La scena politica nazionale è, ora e di già, e senza sorprese, globalmente satura degli ultimi mutamenti introdotti con la legge sulla concordia civile.
L'osservazione delle condizioni reali di applicazione delle misure decretate costituisce, nell'immediato, il punto di fissazione obbligato del dibattito politico. Lo smantellamento delle truppe dell'AIS, il destino effettivo degli armati, la sorte dei campi di concentramento diranno sulla credibilità degli accordi realizzati e daranno una prima preziosa indicazione sulle disposizioni degli uni e degli altri.
Le incognite, da questo punto di vista, si trovano sia dalla parte dei poteri pubblici sia da quella dei differenti gruppi che hanno aderito alla tregua...
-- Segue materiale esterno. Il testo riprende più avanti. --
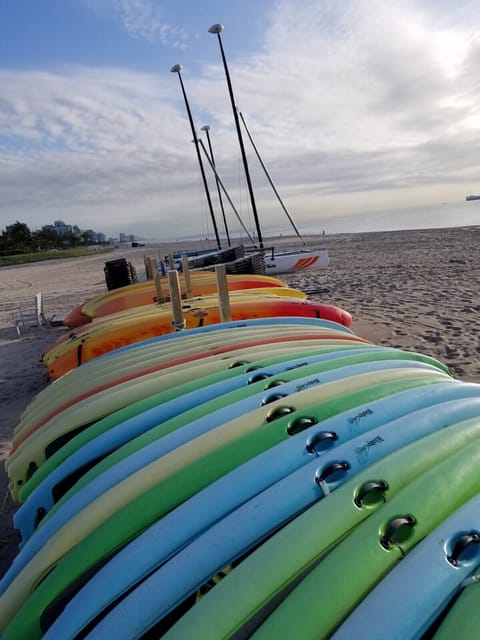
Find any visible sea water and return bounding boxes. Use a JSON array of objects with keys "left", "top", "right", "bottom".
[{"left": 298, "top": 200, "right": 480, "bottom": 235}]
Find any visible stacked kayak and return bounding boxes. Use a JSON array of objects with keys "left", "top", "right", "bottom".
[{"left": 0, "top": 276, "right": 480, "bottom": 640}]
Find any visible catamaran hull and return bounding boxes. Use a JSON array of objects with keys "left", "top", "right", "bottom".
[{"left": 265, "top": 249, "right": 330, "bottom": 275}]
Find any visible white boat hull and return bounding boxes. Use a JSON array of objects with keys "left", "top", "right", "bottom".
[{"left": 265, "top": 249, "right": 330, "bottom": 275}]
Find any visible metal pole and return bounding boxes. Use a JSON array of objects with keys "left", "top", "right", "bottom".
[
  {"left": 199, "top": 140, "right": 255, "bottom": 244},
  {"left": 170, "top": 64, "right": 222, "bottom": 249},
  {"left": 200, "top": 124, "right": 232, "bottom": 247},
  {"left": 208, "top": 24, "right": 263, "bottom": 249}
]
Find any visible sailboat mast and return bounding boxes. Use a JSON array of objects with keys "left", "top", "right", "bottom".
[
  {"left": 199, "top": 140, "right": 255, "bottom": 244},
  {"left": 208, "top": 24, "right": 263, "bottom": 249},
  {"left": 239, "top": 111, "right": 306, "bottom": 244},
  {"left": 200, "top": 124, "right": 232, "bottom": 247},
  {"left": 170, "top": 64, "right": 222, "bottom": 249}
]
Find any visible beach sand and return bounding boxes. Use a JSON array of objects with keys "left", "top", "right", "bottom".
[{"left": 0, "top": 227, "right": 480, "bottom": 576}]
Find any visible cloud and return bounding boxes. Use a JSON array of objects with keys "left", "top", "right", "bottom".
[
  {"left": 0, "top": 0, "right": 480, "bottom": 237},
  {"left": 85, "top": 0, "right": 190, "bottom": 49}
]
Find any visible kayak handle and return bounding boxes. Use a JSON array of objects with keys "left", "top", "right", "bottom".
[
  {"left": 447, "top": 531, "right": 480, "bottom": 567},
  {"left": 262, "top": 393, "right": 290, "bottom": 413},
  {"left": 267, "top": 408, "right": 295, "bottom": 422},
  {"left": 315, "top": 460, "right": 350, "bottom": 485},
  {"left": 245, "top": 369, "right": 272, "bottom": 384},
  {"left": 353, "top": 480, "right": 388, "bottom": 507},
  {"left": 305, "top": 431, "right": 338, "bottom": 453},
  {"left": 380, "top": 516, "right": 417, "bottom": 550},
  {"left": 287, "top": 416, "right": 318, "bottom": 436}
]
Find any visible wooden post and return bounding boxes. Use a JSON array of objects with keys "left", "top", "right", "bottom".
[
  {"left": 158, "top": 255, "right": 167, "bottom": 276},
  {"left": 168, "top": 269, "right": 186, "bottom": 331},
  {"left": 157, "top": 271, "right": 167, "bottom": 304},
  {"left": 143, "top": 256, "right": 153, "bottom": 280},
  {"left": 182, "top": 256, "right": 192, "bottom": 298},
  {"left": 215, "top": 264, "right": 232, "bottom": 322}
]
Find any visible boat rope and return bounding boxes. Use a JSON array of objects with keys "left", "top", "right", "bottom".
[
  {"left": 238, "top": 111, "right": 306, "bottom": 244},
  {"left": 198, "top": 139, "right": 255, "bottom": 244}
]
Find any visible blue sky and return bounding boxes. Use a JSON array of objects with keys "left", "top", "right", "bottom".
[{"left": 0, "top": 0, "right": 480, "bottom": 239}]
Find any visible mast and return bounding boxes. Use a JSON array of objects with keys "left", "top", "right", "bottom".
[
  {"left": 242, "top": 111, "right": 306, "bottom": 244},
  {"left": 208, "top": 24, "right": 263, "bottom": 249},
  {"left": 200, "top": 124, "right": 232, "bottom": 247},
  {"left": 199, "top": 140, "right": 255, "bottom": 244},
  {"left": 170, "top": 64, "right": 222, "bottom": 250}
]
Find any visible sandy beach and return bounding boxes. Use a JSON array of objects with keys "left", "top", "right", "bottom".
[{"left": 0, "top": 227, "right": 480, "bottom": 575}]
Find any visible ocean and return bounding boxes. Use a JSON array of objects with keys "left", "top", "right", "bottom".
[{"left": 292, "top": 200, "right": 480, "bottom": 235}]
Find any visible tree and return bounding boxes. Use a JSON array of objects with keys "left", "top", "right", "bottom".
[
  {"left": 0, "top": 220, "right": 35, "bottom": 253},
  {"left": 32, "top": 226, "right": 60, "bottom": 251}
]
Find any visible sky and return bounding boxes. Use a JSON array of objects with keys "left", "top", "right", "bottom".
[{"left": 0, "top": 0, "right": 480, "bottom": 240}]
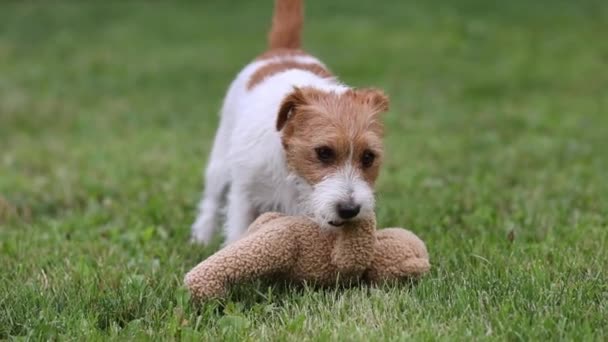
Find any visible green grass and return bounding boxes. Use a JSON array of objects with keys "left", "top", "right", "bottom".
[{"left": 0, "top": 0, "right": 608, "bottom": 341}]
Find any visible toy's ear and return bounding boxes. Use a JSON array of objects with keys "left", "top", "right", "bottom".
[{"left": 277, "top": 87, "right": 306, "bottom": 131}]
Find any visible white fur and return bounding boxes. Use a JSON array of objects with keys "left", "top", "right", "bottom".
[{"left": 192, "top": 56, "right": 358, "bottom": 243}]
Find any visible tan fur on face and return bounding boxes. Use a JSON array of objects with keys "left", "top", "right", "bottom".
[
  {"left": 277, "top": 88, "right": 388, "bottom": 185},
  {"left": 247, "top": 61, "right": 332, "bottom": 90}
]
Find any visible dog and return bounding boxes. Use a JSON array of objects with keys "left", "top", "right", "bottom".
[{"left": 192, "top": 0, "right": 389, "bottom": 244}]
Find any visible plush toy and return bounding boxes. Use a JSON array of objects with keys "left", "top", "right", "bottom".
[{"left": 184, "top": 213, "right": 430, "bottom": 300}]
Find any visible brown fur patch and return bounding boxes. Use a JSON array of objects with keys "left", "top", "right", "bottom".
[
  {"left": 255, "top": 48, "right": 310, "bottom": 61},
  {"left": 268, "top": 0, "right": 304, "bottom": 50},
  {"left": 277, "top": 88, "right": 388, "bottom": 185},
  {"left": 247, "top": 60, "right": 332, "bottom": 89}
]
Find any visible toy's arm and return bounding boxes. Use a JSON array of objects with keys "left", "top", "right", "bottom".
[
  {"left": 365, "top": 228, "right": 431, "bottom": 283},
  {"left": 331, "top": 219, "right": 376, "bottom": 274},
  {"left": 247, "top": 212, "right": 286, "bottom": 235},
  {"left": 184, "top": 229, "right": 296, "bottom": 300}
]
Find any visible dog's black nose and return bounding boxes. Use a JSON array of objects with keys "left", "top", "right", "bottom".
[{"left": 338, "top": 203, "right": 361, "bottom": 220}]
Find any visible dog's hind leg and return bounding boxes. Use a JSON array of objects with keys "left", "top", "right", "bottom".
[{"left": 192, "top": 122, "right": 230, "bottom": 243}]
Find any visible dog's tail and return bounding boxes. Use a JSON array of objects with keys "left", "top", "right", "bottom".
[{"left": 268, "top": 0, "right": 304, "bottom": 50}]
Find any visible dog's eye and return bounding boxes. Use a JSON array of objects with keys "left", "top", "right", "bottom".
[
  {"left": 315, "top": 146, "right": 336, "bottom": 164},
  {"left": 361, "top": 150, "right": 376, "bottom": 167}
]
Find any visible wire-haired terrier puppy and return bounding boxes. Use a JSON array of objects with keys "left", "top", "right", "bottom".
[{"left": 192, "top": 0, "right": 388, "bottom": 243}]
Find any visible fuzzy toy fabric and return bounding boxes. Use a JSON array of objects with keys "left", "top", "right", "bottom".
[{"left": 184, "top": 213, "right": 430, "bottom": 300}]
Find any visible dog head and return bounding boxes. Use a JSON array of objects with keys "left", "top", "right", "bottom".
[{"left": 276, "top": 88, "right": 388, "bottom": 228}]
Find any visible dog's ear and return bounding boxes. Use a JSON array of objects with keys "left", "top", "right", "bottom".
[
  {"left": 354, "top": 88, "right": 389, "bottom": 113},
  {"left": 277, "top": 87, "right": 306, "bottom": 131}
]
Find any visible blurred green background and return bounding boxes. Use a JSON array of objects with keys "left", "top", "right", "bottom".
[{"left": 0, "top": 0, "right": 608, "bottom": 340}]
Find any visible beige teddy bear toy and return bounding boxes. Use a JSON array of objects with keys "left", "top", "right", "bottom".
[{"left": 184, "top": 213, "right": 430, "bottom": 300}]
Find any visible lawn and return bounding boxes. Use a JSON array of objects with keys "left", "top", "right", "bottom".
[{"left": 0, "top": 0, "right": 608, "bottom": 341}]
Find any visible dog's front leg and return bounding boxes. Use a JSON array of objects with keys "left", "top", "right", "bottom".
[{"left": 224, "top": 182, "right": 255, "bottom": 245}]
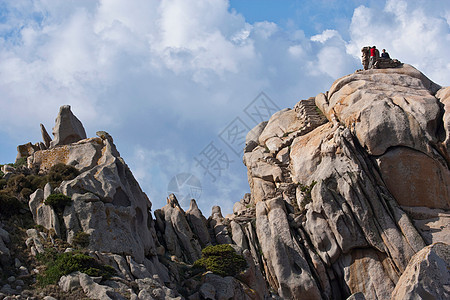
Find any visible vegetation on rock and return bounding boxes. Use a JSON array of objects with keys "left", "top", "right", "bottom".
[
  {"left": 37, "top": 248, "right": 116, "bottom": 286},
  {"left": 72, "top": 231, "right": 90, "bottom": 248},
  {"left": 194, "top": 244, "right": 247, "bottom": 276},
  {"left": 44, "top": 194, "right": 72, "bottom": 214}
]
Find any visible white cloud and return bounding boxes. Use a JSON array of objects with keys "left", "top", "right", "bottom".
[
  {"left": 348, "top": 0, "right": 450, "bottom": 84},
  {"left": 0, "top": 0, "right": 450, "bottom": 213}
]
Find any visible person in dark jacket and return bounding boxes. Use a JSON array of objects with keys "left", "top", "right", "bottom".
[{"left": 369, "top": 46, "right": 380, "bottom": 69}]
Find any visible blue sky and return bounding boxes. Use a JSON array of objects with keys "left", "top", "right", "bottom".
[{"left": 0, "top": 0, "right": 450, "bottom": 216}]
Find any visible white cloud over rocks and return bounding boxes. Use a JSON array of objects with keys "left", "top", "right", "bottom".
[
  {"left": 0, "top": 0, "right": 450, "bottom": 213},
  {"left": 347, "top": 0, "right": 450, "bottom": 85}
]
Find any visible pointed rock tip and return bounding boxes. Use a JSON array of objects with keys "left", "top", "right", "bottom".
[{"left": 189, "top": 199, "right": 198, "bottom": 210}]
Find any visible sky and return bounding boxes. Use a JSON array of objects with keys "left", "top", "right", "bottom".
[{"left": 0, "top": 0, "right": 450, "bottom": 217}]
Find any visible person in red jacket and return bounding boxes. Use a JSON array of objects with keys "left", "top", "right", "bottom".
[{"left": 369, "top": 46, "right": 380, "bottom": 69}]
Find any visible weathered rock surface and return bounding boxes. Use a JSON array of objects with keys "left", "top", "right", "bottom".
[
  {"left": 50, "top": 105, "right": 86, "bottom": 147},
  {"left": 391, "top": 243, "right": 450, "bottom": 300},
  {"left": 231, "top": 65, "right": 450, "bottom": 299},
  {"left": 0, "top": 65, "right": 450, "bottom": 300}
]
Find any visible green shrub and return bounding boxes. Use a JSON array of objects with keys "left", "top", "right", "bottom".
[
  {"left": 194, "top": 244, "right": 247, "bottom": 276},
  {"left": 0, "top": 179, "right": 7, "bottom": 190},
  {"left": 48, "top": 163, "right": 80, "bottom": 186},
  {"left": 27, "top": 175, "right": 49, "bottom": 191},
  {"left": 298, "top": 180, "right": 317, "bottom": 202},
  {"left": 6, "top": 174, "right": 31, "bottom": 193},
  {"left": 20, "top": 188, "right": 33, "bottom": 200},
  {"left": 0, "top": 192, "right": 23, "bottom": 216},
  {"left": 13, "top": 157, "right": 27, "bottom": 168},
  {"left": 38, "top": 252, "right": 116, "bottom": 286},
  {"left": 72, "top": 231, "right": 89, "bottom": 248},
  {"left": 44, "top": 194, "right": 72, "bottom": 213}
]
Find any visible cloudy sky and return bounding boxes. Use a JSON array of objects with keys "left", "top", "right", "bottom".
[{"left": 0, "top": 0, "right": 450, "bottom": 216}]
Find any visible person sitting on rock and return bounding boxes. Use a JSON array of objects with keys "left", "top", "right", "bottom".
[
  {"left": 369, "top": 46, "right": 380, "bottom": 69},
  {"left": 381, "top": 49, "right": 391, "bottom": 59},
  {"left": 361, "top": 46, "right": 370, "bottom": 70}
]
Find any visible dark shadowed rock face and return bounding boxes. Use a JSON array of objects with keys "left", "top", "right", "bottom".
[
  {"left": 231, "top": 65, "right": 450, "bottom": 299},
  {"left": 50, "top": 105, "right": 86, "bottom": 147}
]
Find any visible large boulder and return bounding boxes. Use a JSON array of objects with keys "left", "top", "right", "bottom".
[
  {"left": 50, "top": 105, "right": 86, "bottom": 147},
  {"left": 230, "top": 65, "right": 450, "bottom": 299},
  {"left": 391, "top": 243, "right": 450, "bottom": 300}
]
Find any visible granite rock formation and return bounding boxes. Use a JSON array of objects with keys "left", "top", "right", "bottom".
[{"left": 0, "top": 64, "right": 450, "bottom": 300}]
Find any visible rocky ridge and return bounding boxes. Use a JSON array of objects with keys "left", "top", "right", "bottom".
[{"left": 0, "top": 64, "right": 450, "bottom": 299}]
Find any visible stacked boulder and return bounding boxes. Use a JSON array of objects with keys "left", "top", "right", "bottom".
[{"left": 231, "top": 65, "right": 450, "bottom": 299}]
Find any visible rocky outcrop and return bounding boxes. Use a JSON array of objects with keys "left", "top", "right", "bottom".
[
  {"left": 50, "top": 105, "right": 86, "bottom": 147},
  {"left": 231, "top": 65, "right": 450, "bottom": 299},
  {"left": 155, "top": 194, "right": 205, "bottom": 263},
  {"left": 391, "top": 243, "right": 450, "bottom": 300},
  {"left": 0, "top": 65, "right": 450, "bottom": 300}
]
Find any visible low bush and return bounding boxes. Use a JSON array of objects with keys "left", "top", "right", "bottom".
[
  {"left": 194, "top": 244, "right": 247, "bottom": 276},
  {"left": 48, "top": 163, "right": 80, "bottom": 186},
  {"left": 72, "top": 231, "right": 89, "bottom": 248},
  {"left": 44, "top": 194, "right": 72, "bottom": 214},
  {"left": 0, "top": 193, "right": 23, "bottom": 217},
  {"left": 6, "top": 174, "right": 32, "bottom": 193},
  {"left": 38, "top": 251, "right": 116, "bottom": 286},
  {"left": 0, "top": 179, "right": 7, "bottom": 190},
  {"left": 12, "top": 157, "right": 27, "bottom": 169}
]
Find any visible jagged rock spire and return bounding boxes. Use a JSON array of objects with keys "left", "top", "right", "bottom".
[{"left": 50, "top": 105, "right": 86, "bottom": 147}]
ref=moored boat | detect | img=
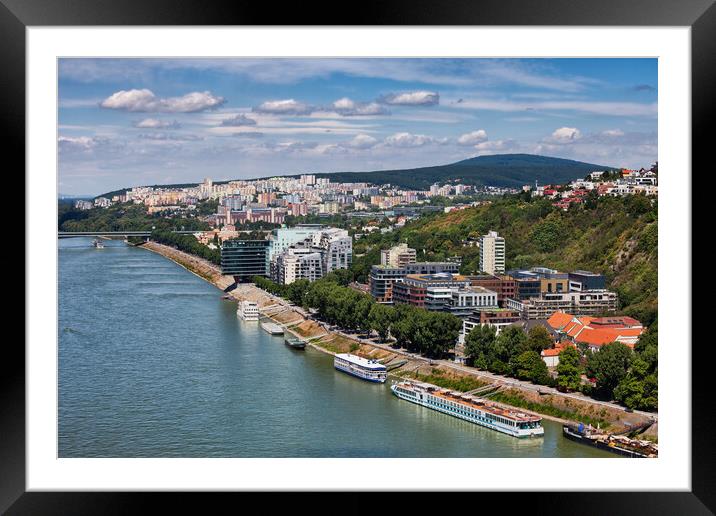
[390,381,544,438]
[562,423,659,459]
[261,322,283,335]
[283,337,306,349]
[333,353,388,383]
[236,300,259,321]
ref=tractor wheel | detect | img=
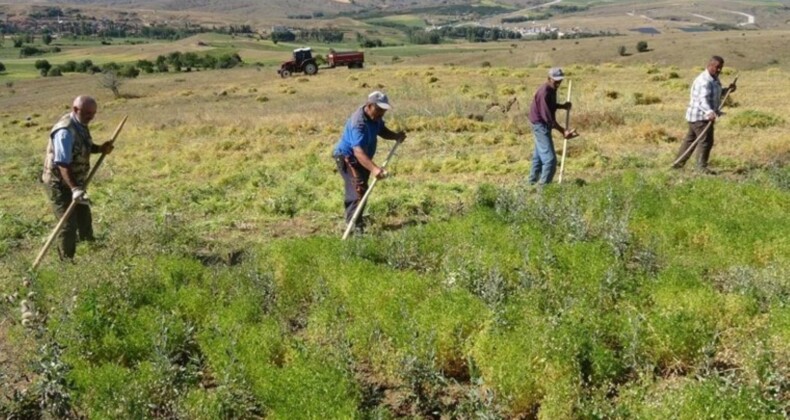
[304,63,318,76]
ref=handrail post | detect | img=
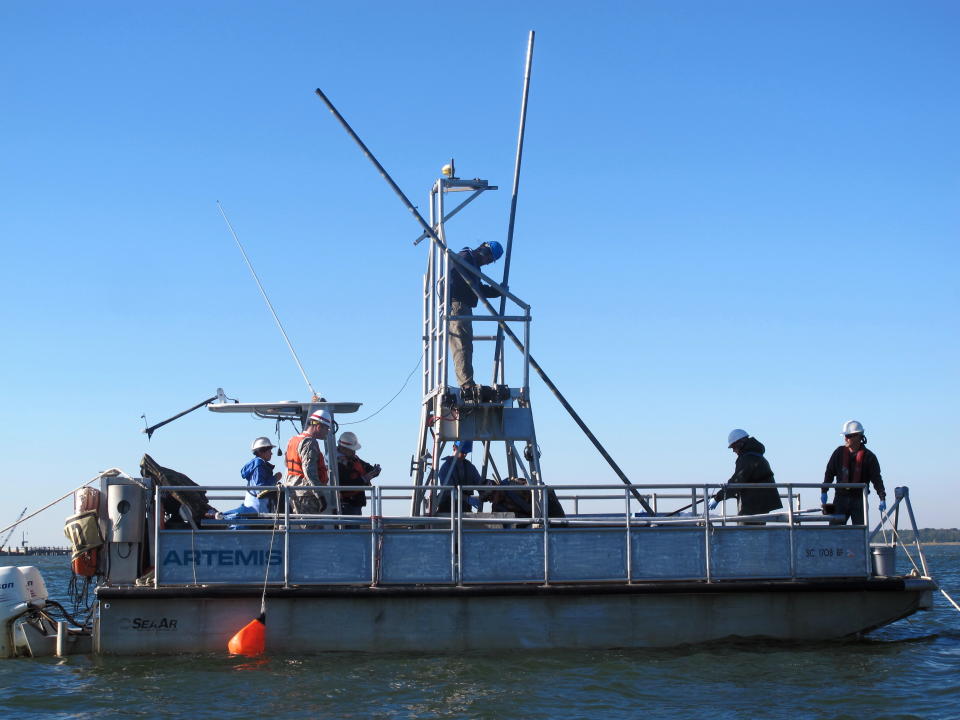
[868,485,883,579]
[370,485,381,587]
[623,488,633,585]
[899,487,930,577]
[787,483,797,580]
[703,485,712,582]
[450,485,463,587]
[282,485,290,588]
[544,485,550,585]
[153,485,163,589]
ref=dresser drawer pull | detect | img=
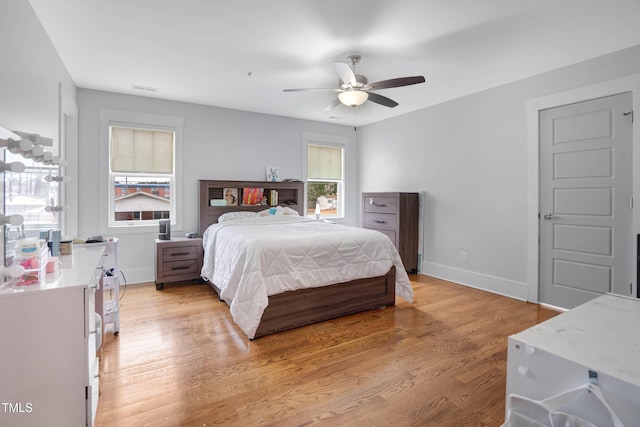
[369,199,387,208]
[171,252,191,256]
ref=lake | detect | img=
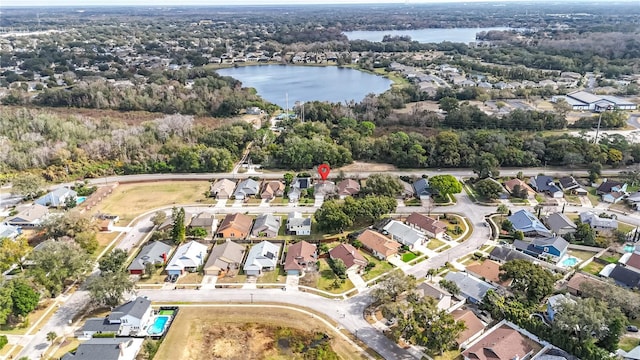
[217,65,392,109]
[344,27,511,44]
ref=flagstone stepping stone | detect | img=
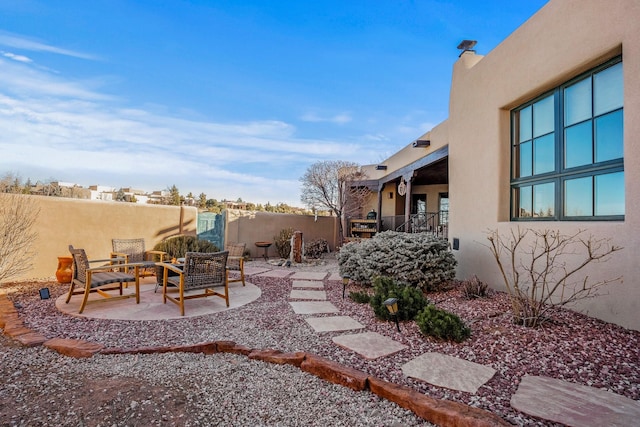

Non c'è più dubbio che il carattere relativamente occulto dei negoziati, l'ipotesi dell'esistenza di codicilli o di disposizioni segrete - sulla sorte stessa dei capi dei gruppi armati e di Madani Merzag medesimo, ovvero sul futuro dell'ex partito e dei suoi ex dirigenti- saranno al centro - anche in maniera polemica - del processo di ricomposizione che si dovrà attuare. In effetti, nulla più si oppone - almeno sul piano della forma - allo scenario di uscita dalla crisi immaginato e contrassegnato a Roma, nel gennaio del 1995, (S. Egidio n.d.r.).
Il disarmo dell'AIS in particolare, sembra sia stato conseguito senza l'associazione formale dell'ex FIS, senza negoziati globali. Pertanto e nella misura in cui gli accordi saranno convalidati sul campo, i partigiani dichiarati della riconciliazione e della pace, potranno mantenere le loro posizioni, senza riesaminarle? In quale misura anche la rivendicazione del ritorno, sotto una forma o un'altra, del partito disciolto può ragionevolmente restare un obiettivo delle diverse strategie degli attori usciti dall'ex FIS e della vitalità condivisa delle loro ambizioni?
I giorni che verranno chiariranno le cose e il comportamento dei differenti segmenti della movenza islamista e neo-fisista e, più generalmente, quello della militanza riconciliatrice sarà osservato con attenzione.